Yesterday went straight to hell when I left for cello. The lesson itself was great, but it was an hour-long bright spot in a three and half hour-long nightmare of hatred and traffic, the highlights of which were taking three times as long as it should to get to my teacher’s house (I’d planned for twice as long), and waiting twenty minutes on a corner at a stoplight in Ville St-Pierre until people on the street I was trying to turn on to stopped running the amber light only to stop almost n the intersection, and left room for me to turn onto the street I needed to be on. (I am leaving out the people who shoot along the shoulder of a road past a line of cars and then try to merge into the lane of traffic they just skipped because it was too slow for them [hello! you are part of the problem!], the idiocy of rerouting due to construction and not marking the reroute clearly, and the fact that it should only take fifteen minutes to my teacher’s house then thirty from there to pick up the boy.) The boy didn’t get to bed till eight-thirty; we were still eating at seven-thirty, his usual bedtime. The best part of the latter half of the day was snuggling in bed with him under warm covers in the dim room lit softly by his tiny glow-in-the-dark stars on the ceiling, listening to Matt Haimovitz’s recording of Bach’s first solo cello suite while the boy rested an arm around my neck, tucked his head next to my cheek, and fell asleep.

But today is a brand new day, and it is snowing mightily with gusts of enthusiastic wind. Environment Canada has an official weather warning out for high winds and piles of snow in a comparatively brief period of time. And my big conundrum of the day is:

Do I start the freelance assignment, or do I spin Jan’s yarn from the fibre I dyed?

The freelance assignment is only due Monday. It is, however, really long. Jan’s yarn, on the other hand, is due Friday night, and will entail something like 275 yards or a quarter of a kilometer of spinning the singles, which will then need to be plied.

Actually, what I’ll probably do is half and half. I need Jan’s yarn to be done by Thursday night so I can set it and hang it to dry on Friday, and if I don’t at least open the freelance assignment and handle the first quarter of it (a separate file with a bunch of marketing info) I will feel very guilty, which will make me cranky.

I wonder if orchestra will be cancelled tonight.

ETA: Woo-hoo, orchestra’s cancelled! Not that I don’t love orchestra, it’s just, well, a night off sounds lovely.

ETA even later: I do not like how this is spinning up at all.

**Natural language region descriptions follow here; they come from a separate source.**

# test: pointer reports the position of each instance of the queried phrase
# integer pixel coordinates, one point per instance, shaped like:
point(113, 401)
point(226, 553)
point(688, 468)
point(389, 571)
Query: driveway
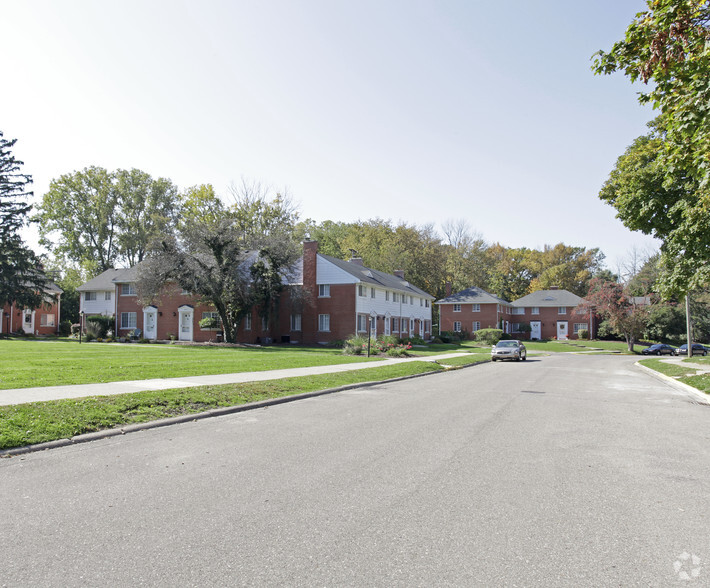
point(558, 471)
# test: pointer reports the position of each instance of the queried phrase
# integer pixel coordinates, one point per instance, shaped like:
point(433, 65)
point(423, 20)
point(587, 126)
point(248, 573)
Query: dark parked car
point(698, 349)
point(660, 349)
point(509, 349)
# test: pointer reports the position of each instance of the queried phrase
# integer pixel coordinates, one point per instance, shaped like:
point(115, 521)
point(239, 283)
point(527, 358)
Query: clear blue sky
point(414, 111)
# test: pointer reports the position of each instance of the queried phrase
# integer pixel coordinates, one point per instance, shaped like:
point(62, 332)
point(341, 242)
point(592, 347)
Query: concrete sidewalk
point(23, 395)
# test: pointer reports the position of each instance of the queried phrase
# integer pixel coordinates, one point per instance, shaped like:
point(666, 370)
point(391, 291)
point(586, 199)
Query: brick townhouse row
point(43, 320)
point(326, 299)
point(551, 314)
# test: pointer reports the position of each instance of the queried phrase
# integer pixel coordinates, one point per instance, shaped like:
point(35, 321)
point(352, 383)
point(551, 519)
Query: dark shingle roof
point(375, 277)
point(472, 295)
point(104, 281)
point(549, 298)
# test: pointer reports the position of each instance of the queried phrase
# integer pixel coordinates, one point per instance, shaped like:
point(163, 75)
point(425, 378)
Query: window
point(215, 317)
point(362, 322)
point(47, 320)
point(128, 320)
point(295, 322)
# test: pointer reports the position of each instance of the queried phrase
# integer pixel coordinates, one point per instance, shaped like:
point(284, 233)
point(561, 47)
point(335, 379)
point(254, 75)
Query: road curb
point(701, 396)
point(214, 412)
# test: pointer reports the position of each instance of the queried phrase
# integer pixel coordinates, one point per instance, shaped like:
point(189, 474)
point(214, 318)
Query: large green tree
point(668, 46)
point(233, 262)
point(95, 218)
point(21, 278)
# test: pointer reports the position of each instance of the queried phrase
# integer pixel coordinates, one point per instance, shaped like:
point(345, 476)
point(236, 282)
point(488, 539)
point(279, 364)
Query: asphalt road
point(559, 471)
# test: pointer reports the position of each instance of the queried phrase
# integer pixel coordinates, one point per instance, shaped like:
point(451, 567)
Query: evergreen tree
point(21, 277)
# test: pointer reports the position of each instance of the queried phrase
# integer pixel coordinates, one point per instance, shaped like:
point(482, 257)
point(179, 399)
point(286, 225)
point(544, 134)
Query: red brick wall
point(486, 316)
point(16, 319)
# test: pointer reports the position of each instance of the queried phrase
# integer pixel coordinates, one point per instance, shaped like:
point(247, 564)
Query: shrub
point(489, 336)
point(105, 322)
point(355, 345)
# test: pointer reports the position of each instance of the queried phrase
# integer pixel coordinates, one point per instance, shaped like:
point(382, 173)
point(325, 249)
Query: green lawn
point(28, 363)
point(669, 369)
point(37, 422)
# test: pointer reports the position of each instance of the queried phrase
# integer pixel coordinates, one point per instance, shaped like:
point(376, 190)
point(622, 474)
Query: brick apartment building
point(325, 300)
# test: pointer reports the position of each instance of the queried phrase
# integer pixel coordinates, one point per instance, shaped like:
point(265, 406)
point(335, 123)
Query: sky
point(415, 111)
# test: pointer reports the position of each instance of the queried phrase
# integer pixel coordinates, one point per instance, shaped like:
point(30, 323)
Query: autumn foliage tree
point(611, 301)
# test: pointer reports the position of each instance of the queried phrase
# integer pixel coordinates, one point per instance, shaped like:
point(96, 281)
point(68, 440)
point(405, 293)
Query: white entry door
point(150, 323)
point(561, 330)
point(535, 330)
point(185, 325)
point(28, 322)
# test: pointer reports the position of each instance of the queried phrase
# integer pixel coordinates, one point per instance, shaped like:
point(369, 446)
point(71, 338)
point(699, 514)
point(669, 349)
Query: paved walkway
point(23, 395)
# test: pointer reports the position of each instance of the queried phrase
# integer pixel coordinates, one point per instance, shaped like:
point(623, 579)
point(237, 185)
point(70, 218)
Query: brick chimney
point(310, 314)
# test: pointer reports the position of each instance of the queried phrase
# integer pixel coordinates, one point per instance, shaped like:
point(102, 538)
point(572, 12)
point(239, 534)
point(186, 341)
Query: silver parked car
point(509, 349)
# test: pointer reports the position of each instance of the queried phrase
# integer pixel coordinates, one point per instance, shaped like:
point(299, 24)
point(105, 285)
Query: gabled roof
point(549, 298)
point(472, 295)
point(104, 281)
point(375, 277)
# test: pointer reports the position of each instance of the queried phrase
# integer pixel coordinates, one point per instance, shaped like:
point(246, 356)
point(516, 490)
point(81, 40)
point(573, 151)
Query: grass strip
point(459, 361)
point(28, 363)
point(669, 369)
point(701, 382)
point(37, 422)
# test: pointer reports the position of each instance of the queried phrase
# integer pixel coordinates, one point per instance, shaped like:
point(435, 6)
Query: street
point(565, 470)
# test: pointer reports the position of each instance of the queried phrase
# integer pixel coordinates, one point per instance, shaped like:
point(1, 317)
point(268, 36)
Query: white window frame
point(46, 320)
point(129, 320)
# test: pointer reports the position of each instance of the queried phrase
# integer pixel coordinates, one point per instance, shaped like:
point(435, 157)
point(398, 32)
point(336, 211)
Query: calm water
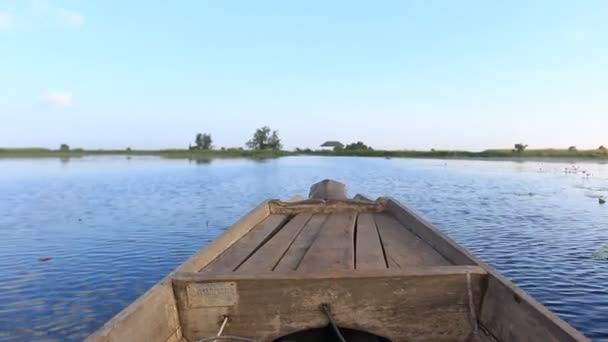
point(113, 227)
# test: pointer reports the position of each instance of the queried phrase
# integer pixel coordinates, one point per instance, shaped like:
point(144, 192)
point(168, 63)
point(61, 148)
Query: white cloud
point(60, 99)
point(70, 17)
point(6, 21)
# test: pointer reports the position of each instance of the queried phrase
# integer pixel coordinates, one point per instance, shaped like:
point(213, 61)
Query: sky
point(394, 74)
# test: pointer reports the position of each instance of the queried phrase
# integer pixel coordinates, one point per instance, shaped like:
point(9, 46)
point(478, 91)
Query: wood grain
point(326, 206)
point(301, 244)
point(404, 249)
point(401, 307)
point(266, 257)
point(333, 249)
point(231, 258)
point(327, 189)
point(369, 251)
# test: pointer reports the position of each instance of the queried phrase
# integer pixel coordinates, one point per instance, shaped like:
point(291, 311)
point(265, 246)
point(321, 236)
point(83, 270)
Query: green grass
point(264, 154)
point(487, 154)
point(168, 153)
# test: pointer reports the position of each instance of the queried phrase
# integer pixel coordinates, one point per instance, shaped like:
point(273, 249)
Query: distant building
point(330, 145)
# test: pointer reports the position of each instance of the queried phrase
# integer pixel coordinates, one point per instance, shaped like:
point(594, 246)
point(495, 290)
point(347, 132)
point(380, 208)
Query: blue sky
point(394, 74)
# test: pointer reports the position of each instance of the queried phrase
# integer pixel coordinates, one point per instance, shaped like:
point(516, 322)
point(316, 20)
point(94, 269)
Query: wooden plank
point(500, 317)
point(404, 249)
point(361, 197)
point(301, 244)
point(326, 206)
point(510, 314)
point(424, 305)
point(369, 251)
point(334, 247)
point(155, 312)
point(267, 257)
point(231, 258)
point(327, 189)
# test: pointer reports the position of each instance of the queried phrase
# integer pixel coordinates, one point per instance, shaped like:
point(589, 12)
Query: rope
point(332, 322)
point(472, 314)
point(219, 333)
point(227, 338)
point(219, 336)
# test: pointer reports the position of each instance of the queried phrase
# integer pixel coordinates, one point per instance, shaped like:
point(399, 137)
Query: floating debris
point(601, 254)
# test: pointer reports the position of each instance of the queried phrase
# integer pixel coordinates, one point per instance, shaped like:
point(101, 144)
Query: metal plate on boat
point(212, 294)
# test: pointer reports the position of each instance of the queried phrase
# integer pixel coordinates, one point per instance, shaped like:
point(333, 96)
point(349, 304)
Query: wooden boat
point(351, 269)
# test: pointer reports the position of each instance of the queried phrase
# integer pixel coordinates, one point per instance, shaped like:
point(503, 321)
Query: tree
point(264, 139)
point(358, 146)
point(519, 148)
point(203, 141)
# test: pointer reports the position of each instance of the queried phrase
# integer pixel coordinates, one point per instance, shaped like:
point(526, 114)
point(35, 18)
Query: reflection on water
point(113, 226)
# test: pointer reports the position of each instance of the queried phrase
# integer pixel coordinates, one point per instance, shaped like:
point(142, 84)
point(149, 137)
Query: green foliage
point(264, 139)
point(519, 148)
point(358, 146)
point(203, 141)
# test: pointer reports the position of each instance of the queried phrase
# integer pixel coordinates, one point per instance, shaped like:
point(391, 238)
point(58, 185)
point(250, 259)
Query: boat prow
point(373, 270)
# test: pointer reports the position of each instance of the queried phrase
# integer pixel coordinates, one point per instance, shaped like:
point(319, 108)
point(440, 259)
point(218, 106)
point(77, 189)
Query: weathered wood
point(503, 319)
point(267, 256)
point(301, 244)
point(361, 197)
point(369, 252)
point(231, 258)
point(400, 306)
point(325, 206)
point(153, 316)
point(334, 247)
point(510, 314)
point(327, 189)
point(404, 249)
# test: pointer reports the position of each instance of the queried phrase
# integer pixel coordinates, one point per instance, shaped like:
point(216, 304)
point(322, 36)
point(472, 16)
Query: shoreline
point(506, 155)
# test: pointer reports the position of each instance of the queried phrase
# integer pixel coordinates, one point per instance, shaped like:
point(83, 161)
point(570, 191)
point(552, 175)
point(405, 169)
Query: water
point(113, 227)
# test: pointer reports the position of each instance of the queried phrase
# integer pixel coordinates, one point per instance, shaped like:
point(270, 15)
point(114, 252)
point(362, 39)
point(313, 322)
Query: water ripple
point(113, 227)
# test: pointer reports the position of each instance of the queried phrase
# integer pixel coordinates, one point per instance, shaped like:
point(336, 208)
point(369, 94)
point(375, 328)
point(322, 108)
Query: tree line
point(263, 139)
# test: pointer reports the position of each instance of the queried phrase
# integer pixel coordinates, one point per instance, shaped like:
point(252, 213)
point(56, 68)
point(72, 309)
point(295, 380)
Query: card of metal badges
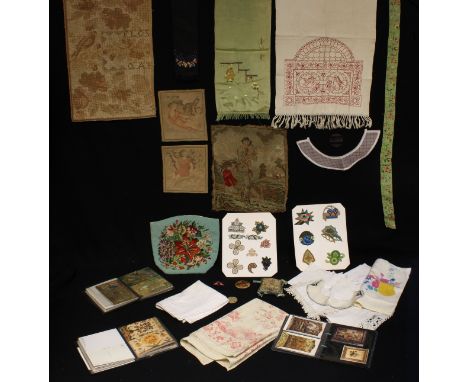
point(249, 245)
point(320, 236)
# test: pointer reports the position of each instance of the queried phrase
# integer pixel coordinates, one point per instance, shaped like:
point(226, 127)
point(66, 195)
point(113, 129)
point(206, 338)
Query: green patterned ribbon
point(386, 182)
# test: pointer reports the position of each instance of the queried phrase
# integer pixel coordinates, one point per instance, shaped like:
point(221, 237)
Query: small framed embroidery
point(185, 244)
point(185, 169)
point(352, 354)
point(320, 236)
point(250, 169)
point(182, 115)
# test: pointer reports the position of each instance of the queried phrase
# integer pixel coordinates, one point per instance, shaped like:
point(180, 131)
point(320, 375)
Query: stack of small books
point(117, 292)
point(117, 347)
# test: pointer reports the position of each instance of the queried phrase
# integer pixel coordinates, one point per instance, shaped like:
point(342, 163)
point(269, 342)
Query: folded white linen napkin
point(339, 289)
point(383, 287)
point(193, 303)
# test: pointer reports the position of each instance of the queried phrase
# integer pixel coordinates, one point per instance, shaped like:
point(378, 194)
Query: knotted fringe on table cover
point(185, 38)
point(324, 58)
point(321, 121)
point(242, 59)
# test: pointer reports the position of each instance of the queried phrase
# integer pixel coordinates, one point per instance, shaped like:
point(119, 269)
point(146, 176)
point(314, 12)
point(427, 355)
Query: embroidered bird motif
point(85, 43)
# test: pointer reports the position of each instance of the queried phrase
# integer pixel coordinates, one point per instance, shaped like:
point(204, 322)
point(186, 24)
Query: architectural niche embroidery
point(323, 71)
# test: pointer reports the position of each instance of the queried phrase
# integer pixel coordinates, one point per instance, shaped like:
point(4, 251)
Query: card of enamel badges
point(249, 245)
point(320, 236)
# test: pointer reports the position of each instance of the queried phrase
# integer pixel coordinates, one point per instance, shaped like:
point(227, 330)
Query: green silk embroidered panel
point(242, 58)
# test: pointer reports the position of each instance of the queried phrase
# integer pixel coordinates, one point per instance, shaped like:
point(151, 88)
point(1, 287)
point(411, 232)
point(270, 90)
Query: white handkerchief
point(193, 303)
point(383, 287)
point(338, 289)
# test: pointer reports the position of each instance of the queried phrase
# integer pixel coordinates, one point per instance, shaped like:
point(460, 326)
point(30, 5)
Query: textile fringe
point(321, 121)
point(226, 116)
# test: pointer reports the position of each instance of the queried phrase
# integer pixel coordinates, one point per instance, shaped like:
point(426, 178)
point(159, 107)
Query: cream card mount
point(320, 236)
point(249, 245)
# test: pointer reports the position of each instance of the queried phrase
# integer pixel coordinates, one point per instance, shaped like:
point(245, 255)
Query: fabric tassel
point(322, 121)
point(238, 116)
point(185, 38)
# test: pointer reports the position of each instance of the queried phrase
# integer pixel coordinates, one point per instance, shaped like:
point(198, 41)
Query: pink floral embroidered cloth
point(324, 59)
point(236, 336)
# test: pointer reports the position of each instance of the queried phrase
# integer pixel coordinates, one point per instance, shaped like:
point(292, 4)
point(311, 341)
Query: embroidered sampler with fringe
point(110, 59)
point(324, 57)
point(238, 335)
point(242, 59)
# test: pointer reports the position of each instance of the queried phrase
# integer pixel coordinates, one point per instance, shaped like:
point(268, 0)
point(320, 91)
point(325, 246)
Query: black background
point(106, 187)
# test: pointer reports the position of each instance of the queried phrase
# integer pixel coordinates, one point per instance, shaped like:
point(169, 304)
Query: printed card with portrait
point(185, 169)
point(182, 115)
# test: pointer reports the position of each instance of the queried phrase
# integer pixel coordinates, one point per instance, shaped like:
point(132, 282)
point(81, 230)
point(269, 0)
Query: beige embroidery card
point(185, 169)
point(110, 59)
point(182, 115)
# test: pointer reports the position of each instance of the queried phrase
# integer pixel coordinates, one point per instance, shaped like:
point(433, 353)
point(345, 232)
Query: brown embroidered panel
point(185, 169)
point(182, 115)
point(250, 168)
point(110, 59)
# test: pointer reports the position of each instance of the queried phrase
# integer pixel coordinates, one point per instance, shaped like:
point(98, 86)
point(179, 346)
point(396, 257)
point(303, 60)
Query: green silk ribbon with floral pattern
point(386, 174)
point(242, 58)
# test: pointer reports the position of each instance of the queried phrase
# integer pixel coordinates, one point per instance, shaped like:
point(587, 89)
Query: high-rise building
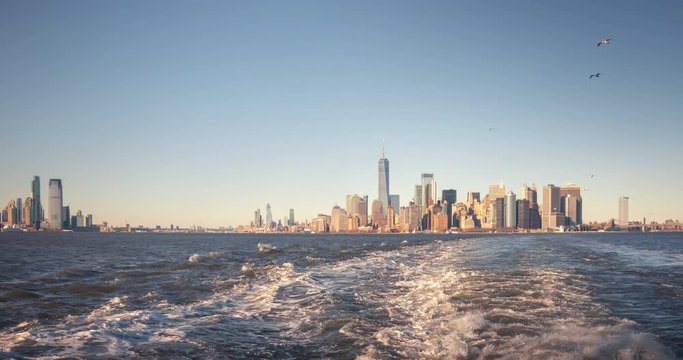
point(523, 211)
point(36, 209)
point(472, 198)
point(418, 204)
point(551, 204)
point(623, 210)
point(571, 203)
point(11, 210)
point(378, 218)
point(450, 197)
point(395, 203)
point(20, 211)
point(338, 219)
point(383, 183)
point(291, 221)
point(269, 216)
point(66, 215)
point(428, 190)
point(496, 191)
point(510, 210)
point(28, 205)
point(258, 220)
point(55, 204)
point(357, 208)
point(499, 213)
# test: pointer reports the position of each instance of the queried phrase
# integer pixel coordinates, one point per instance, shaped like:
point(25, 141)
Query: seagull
point(604, 41)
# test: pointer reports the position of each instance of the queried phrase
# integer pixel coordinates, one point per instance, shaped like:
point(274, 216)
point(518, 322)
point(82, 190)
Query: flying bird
point(604, 41)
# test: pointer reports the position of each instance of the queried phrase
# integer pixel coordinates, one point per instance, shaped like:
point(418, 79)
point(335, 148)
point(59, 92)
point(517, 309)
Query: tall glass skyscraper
point(55, 203)
point(36, 209)
point(383, 168)
point(623, 210)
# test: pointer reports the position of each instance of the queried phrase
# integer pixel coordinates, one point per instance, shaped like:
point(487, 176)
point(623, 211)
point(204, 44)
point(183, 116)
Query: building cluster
point(29, 214)
point(429, 210)
point(498, 210)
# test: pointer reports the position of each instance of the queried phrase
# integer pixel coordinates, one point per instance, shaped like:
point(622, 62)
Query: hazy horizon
point(166, 112)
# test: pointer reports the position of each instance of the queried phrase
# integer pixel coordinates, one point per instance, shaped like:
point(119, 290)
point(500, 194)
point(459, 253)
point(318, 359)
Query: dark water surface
point(573, 296)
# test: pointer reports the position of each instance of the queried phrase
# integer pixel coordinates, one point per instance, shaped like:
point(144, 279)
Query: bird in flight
point(604, 41)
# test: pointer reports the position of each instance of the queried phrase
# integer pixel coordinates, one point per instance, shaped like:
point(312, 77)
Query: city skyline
point(201, 114)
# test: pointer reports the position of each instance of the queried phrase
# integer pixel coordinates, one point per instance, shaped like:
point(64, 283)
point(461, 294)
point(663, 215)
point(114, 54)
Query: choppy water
point(588, 296)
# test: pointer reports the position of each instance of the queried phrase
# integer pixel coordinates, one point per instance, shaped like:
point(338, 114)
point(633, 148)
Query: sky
point(180, 112)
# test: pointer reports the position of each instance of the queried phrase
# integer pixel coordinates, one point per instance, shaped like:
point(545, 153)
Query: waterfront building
point(28, 206)
point(418, 202)
point(80, 220)
point(473, 198)
point(20, 211)
point(339, 219)
point(66, 215)
point(258, 219)
point(321, 223)
point(428, 190)
point(499, 213)
point(37, 209)
point(449, 197)
point(55, 204)
point(556, 221)
point(395, 203)
point(523, 214)
point(383, 182)
point(269, 216)
point(510, 210)
point(496, 191)
point(357, 207)
point(623, 210)
point(570, 195)
point(551, 204)
point(11, 213)
point(409, 217)
point(572, 210)
point(378, 218)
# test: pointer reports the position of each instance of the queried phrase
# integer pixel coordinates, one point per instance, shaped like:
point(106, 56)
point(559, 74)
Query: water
point(587, 296)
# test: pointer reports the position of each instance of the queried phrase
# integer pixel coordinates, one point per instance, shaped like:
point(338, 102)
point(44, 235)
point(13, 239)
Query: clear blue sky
point(159, 112)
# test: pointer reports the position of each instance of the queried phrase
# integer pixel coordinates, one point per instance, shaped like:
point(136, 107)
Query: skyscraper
point(571, 204)
point(496, 191)
point(450, 197)
point(510, 210)
point(378, 214)
point(36, 209)
point(20, 210)
point(395, 203)
point(523, 210)
point(428, 190)
point(357, 208)
point(418, 205)
point(383, 184)
point(551, 204)
point(55, 203)
point(269, 216)
point(623, 210)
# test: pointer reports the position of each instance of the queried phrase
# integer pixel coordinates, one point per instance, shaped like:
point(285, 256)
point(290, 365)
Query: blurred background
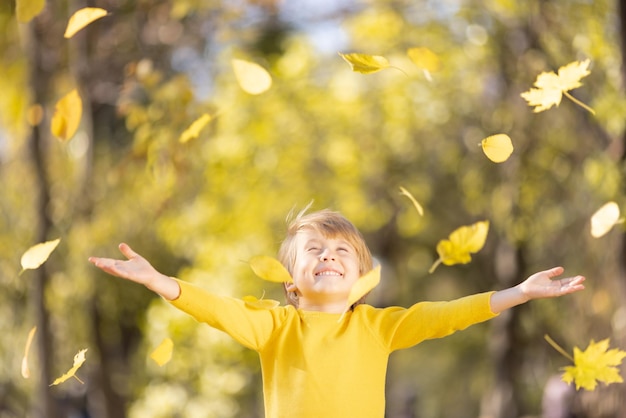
point(200, 209)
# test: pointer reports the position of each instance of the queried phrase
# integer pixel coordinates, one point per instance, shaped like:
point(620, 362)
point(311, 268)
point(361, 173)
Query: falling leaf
point(29, 341)
point(79, 359)
point(418, 207)
point(27, 10)
point(498, 148)
point(603, 220)
point(596, 364)
point(550, 87)
point(270, 269)
point(365, 64)
point(36, 255)
point(67, 114)
point(163, 353)
point(82, 18)
point(461, 243)
point(252, 78)
point(194, 129)
point(362, 287)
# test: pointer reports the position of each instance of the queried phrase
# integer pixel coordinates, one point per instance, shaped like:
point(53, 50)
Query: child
point(315, 361)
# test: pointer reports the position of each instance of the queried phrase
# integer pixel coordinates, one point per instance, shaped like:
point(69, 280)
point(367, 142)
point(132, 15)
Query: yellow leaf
point(163, 353)
point(270, 269)
point(67, 114)
point(365, 64)
point(595, 364)
point(550, 87)
point(604, 219)
point(194, 129)
point(26, 10)
point(29, 341)
point(82, 18)
point(418, 207)
point(252, 78)
point(36, 255)
point(498, 148)
point(79, 359)
point(461, 243)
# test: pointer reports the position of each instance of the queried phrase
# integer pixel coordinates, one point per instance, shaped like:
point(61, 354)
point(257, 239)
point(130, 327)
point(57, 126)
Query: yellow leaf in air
point(596, 364)
point(461, 243)
point(79, 359)
point(67, 114)
point(365, 64)
point(604, 219)
point(252, 78)
point(270, 269)
point(194, 129)
point(498, 148)
point(550, 87)
point(163, 353)
point(82, 18)
point(36, 255)
point(29, 341)
point(26, 10)
point(418, 207)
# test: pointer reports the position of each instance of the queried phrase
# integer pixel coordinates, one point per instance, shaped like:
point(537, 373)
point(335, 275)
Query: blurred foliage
point(347, 141)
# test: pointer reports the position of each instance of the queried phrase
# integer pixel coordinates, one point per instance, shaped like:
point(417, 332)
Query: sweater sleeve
point(249, 325)
point(405, 327)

It’s so pale that if ‘autumn pastel’ were a colourway, this spun fibre would be the illustration in the catalogue next to it. I’m currently overdyeing the remaining 1.5oz with more rust, gold, and a cup of brown dye. The tones need to be deeper.

Quickly

The boy has officially grown two inches in six months. No wonder we had to get him new pants. He is in all respects quite healthy, and is inching up everywhere on the percentile graphs.

We had a lovely lunch out after his appointment, and shared a ham and cheese sandwich. He ate most of his half quite happily, too, despite the lettuce I had to remove and his doubtful look at what I casually called “sandwich spread” but which was actually seasoned and flavoured mayo. Ha. Then he demolished most of a Boston Cream doughnut (eating it top down, from the icing into the middle; you had to be there). I had a decaf mocha with whip, and they even drizzled a bit of chocolate syrup on top without asking me. It’s the little things that make me happy.

He’s now off spending the afternoon with Pdaughter, whom he hasn’t stayed with in about five months, and is very excited about it. I’ve been home for almost an hour, and in a few minutes I’m out the door again with the cello for a duet rehearsal, then I get to fight traffic and construction back to Pdaughter to collect the boy. Good thing it’s not a bath night, as we probably won’t be home till 6:30.

(The spun silk is drying beautifully and the twist has evened out with a few snaps. I dyed 2oz of the mohair/merino in my lovely Autumn Gold Leaves colourway for Jan last night and let it sit overnight to absorb as much dye as possible. I rinsed it in heated water today and the green didn’t bleed! I may have hit upon the right mix of vinegar/heat/pinch of salt/absorbing time.)